Couldn’t find them online so I wrote an email to an online shop that already sells HiWin products for a fair price. They were kind enough to order me the pre-tensioned variant. I’ll post an update once I tested the new ones.
Update #2: I designed an improved bed mount that I got machined using Xeometrys service. To be honest, to machining quality could be a lot better and is below what they specify but the part will still be able to perform accordingly so I decided to not file a complaint. With the new bed mount the z-axis is almost rock solid. You can still move it slightly in XY-direction with your finger, however during prints the wobble is completely gone. I am currently running at jerk values of 1200 mm/min and accelerations of 3000 mm/s². Without testing the limits I think I could go higher.
The new print bed also improves the stiffness in the z-direction. Placing a 950g weight at the center of the bed causes a max. deviation of ~0.10mm of the bed. The deviation was measured at the front edge of the bed where the highest displacement takes place.
Update #1: The print table is a lot more stable now, thanks to the pre-tensioned guide blocks. It’s still not super rigid but seems OK for the job. The remaining wobble might originate from the design again. The top plate that attaches to the z-screw should keep the arms stiff and in place. The print surface is 6mm thick but only mounted using three screws. The design allows for the print-bed to slightly shift, which partly leads to the described wobble effect in XY-direction. Some additional stiffeners in X-configuration mounted further upfront should finally minimize the movement.
Replacing the stock E3D v6 fan with a Noctua one made a massive difference. The radial part cooling fan does a good job at cooling and producing air pressure, however it vibrates a lot at max RPM. The good thing is that ~40-50% fan speed seems to be enough for PLA.

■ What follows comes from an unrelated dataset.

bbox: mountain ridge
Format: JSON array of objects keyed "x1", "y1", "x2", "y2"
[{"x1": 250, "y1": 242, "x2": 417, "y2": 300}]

Most gantry movements are quiet. However there are some vibrations when it’s moving in certain directions. I checked everything but couldn’t identify the exact problem. My best guess is that either the bearing block or the gantry beam are the root cause. The bearing block is not pre-tensioned, so it could be that the bearing balls are starting to vibrate during specific movements. My other guess is that due to the length and design of the gantry beam (three parts including extruded profile) hit some resonance frequency. I’ll try to re-align the two Y-Rails with a dial gauge and adjust the belt tension so it is “perfectly” equal on both belts. We’ll see how that changes the noise level. Big printers/structures always tend to be louder during operation than smaller ones.
All in all, I am already very pleased with the noise level. I tested the printer within a closed kitchen cabinet and behind the closed kitchen door. The result is you can barely hear it. Only slightly when operated at speeds that hit the resonance frequency of my frame (~55mm/s).